El caso es que, como iba diciendo, reflexiono sin llegar a
ninguna conclusión, porque precisamente tal vez (y solo tal vez) no haya
conclusión posible a la que llegar. Y después lo dejo. Y después vuelvo sobre
el tema (tal vez el hecho de tener dos hijos pequeños tenga que ver con esa
querencia de mi cabeza a reflexionar sobre el futuro y esa obligación, diría
casi moral, de imponerme el optimismo como contrapartida al cinismo).
Reflexiono, como les decía e, imitando las técnicas de los
estudios de mercado, preveo dos escenarios, digamos, plausibles que resumen
muchas de las ideas que uno puede leer en la red.
En uno de ellos, los humanos hemos dejado de existir dentro de, pongamos, quinientos años. No pasa nada. La vida es mucho más poderosa que la especie Homo y, además, íntimamente creo que forma parte de la organización de la materia: la materia acaba generando vida que acaba generando inteligencia autoconsciente que acaba preguntándose sobre cómo es posible que, siendo polvo de estrellas como somos, seamos capaces de pensar sobre el universo que nos rodea. Una catástrofe, ya saben. Nuclear, ambiental, astronómica. O la codicia, que lleva a la mayoría de la humanidad a vivir en condiciones tan absolutamente lamentables que los humanos están dispuestos a la autoaniquilación si con eso consiguen destruir a los mandarines.
En otro escenario, los humanos hemos dejado de existir
dentro de, pongamos, quinientos años. Pero no hemos desaparecido, nos hemos
convertido en otra cosa, en algo mejor. Hemos trascendido nuestro destino, nos
hemos convertido en viejos olmos centenarios que contemplan con distancia los
acontecimientos del mundo, hemos alcanzado la inmortalidad, hemos aprendido a
volcar nuestra conciencia a un ordenador, hemos evolucionado gracias a la
ingeniería genética y ahora volamos como los pájaros o somos capaces de pensar
como las piedras, ese viejo sueño. Hemos viajado a las estrellas. Nos hemos
vuelto seres pentadimensionales que observan con curiosidad esta obsesión que
tenemos por el tiempo, cuando el tiempo no es más que otro plano en el que
movernos.
Siempre me muevo entre un extremo y el otro y, al final,
creo que lo único que concluyo, lo único que puedo concluir es que estamos
justo en el eje de una bisagra, en un punto de inflexión, en un atractor fractal.

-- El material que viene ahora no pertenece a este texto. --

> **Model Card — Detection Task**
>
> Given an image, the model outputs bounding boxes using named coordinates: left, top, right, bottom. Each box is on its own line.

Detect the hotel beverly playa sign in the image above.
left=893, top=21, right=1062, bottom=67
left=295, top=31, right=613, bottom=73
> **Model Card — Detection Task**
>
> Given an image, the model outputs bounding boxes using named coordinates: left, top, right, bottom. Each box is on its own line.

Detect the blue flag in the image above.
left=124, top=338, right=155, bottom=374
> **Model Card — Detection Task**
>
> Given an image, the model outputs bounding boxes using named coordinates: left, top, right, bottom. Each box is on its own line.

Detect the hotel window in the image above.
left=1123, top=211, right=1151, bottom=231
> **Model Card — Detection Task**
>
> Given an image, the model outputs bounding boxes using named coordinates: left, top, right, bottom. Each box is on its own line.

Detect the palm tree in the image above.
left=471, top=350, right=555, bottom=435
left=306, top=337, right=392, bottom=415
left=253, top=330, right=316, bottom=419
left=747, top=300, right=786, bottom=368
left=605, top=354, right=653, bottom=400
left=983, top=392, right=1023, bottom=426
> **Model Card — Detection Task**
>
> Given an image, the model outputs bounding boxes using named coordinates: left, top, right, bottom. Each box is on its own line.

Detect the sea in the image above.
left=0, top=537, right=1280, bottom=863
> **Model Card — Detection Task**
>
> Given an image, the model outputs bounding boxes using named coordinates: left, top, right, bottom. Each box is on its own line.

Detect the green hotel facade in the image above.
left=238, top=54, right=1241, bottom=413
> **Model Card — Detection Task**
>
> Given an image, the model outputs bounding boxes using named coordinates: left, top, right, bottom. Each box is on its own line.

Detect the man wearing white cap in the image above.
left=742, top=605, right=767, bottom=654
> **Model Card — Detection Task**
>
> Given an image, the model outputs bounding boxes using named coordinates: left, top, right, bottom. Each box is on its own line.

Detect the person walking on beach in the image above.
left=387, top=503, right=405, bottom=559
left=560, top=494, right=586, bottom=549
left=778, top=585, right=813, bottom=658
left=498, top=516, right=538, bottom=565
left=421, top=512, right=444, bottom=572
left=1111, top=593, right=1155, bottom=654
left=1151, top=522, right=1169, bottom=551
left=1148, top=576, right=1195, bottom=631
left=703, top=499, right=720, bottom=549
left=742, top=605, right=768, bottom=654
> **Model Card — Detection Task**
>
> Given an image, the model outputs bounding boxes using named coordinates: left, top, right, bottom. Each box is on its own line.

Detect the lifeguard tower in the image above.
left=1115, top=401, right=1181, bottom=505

Todo está cambiando tan rápido que no sabemos hacia dónde nos dirigimos.
Y lo mejor de todo es que lo que quiero de verdad es tener
tiempo de leer. Solo eso. Ya ven.
1 comentario:
(No sé si el anterior comentario se ha publicado o no)
Decía que 500 años me parecen pocos para tanto cambio. O para cambios tan tremendos.
Y que mola, el post.
Un abrazo.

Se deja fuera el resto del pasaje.